Open fxmarty opened 2 years ago

fxmarty commented 2 years ago

Describe the bug

Following https://github.com/microsoft/onnxruntime/issues/11599 , I am looking at what happens during inference with an InferenceSession, feeding a QDQ model, using CPUExecutionProvider.

Urgency None

System information

To Reproduce ONNX original and quantized model can be found here, as well as optimized model after quantization: https://huggingface.co/fxmarty/sst2-onnx/tree/main

import onnxruntime

options = onnxruntime.SessionOptions()

model_path = "/path/to/model-quantized.onnx"

options.optimized_model_filepath = "quantized_model_optimized.onnx"

session = onnxruntime.InferenceSession(
    model_path,
    sess_options=options,
)

will create a quantized_model_optimized.onnx which is the model used at run time.

In the model-quantized.onnx, we have the following nodes:

image

In the quantized_model_optimized.onnx, they result in:

image

As we can see, the MatMul has been transformed into a QLinearMatMul to use arithmetic on integers. However, the Add operation is left as is, meaning as well that we have left DequantizeLinear operations.

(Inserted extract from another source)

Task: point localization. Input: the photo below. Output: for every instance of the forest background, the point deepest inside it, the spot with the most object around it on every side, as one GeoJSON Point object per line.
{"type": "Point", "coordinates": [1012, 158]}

The result is that, basically when we do benchmarks running a statically quantized model with onnxruntime is slower than a dynamic model, in my opinion due to the leftovers DequantizeLinear:

image

Expected behavior Avoid too many DequantizeLinear, e.g. by using QLinearAdd nodes ( https://github.com/microsoft/onnxruntime/blob/master/docs/ContribOperators.md#com.microsoft.QLinearAdd ).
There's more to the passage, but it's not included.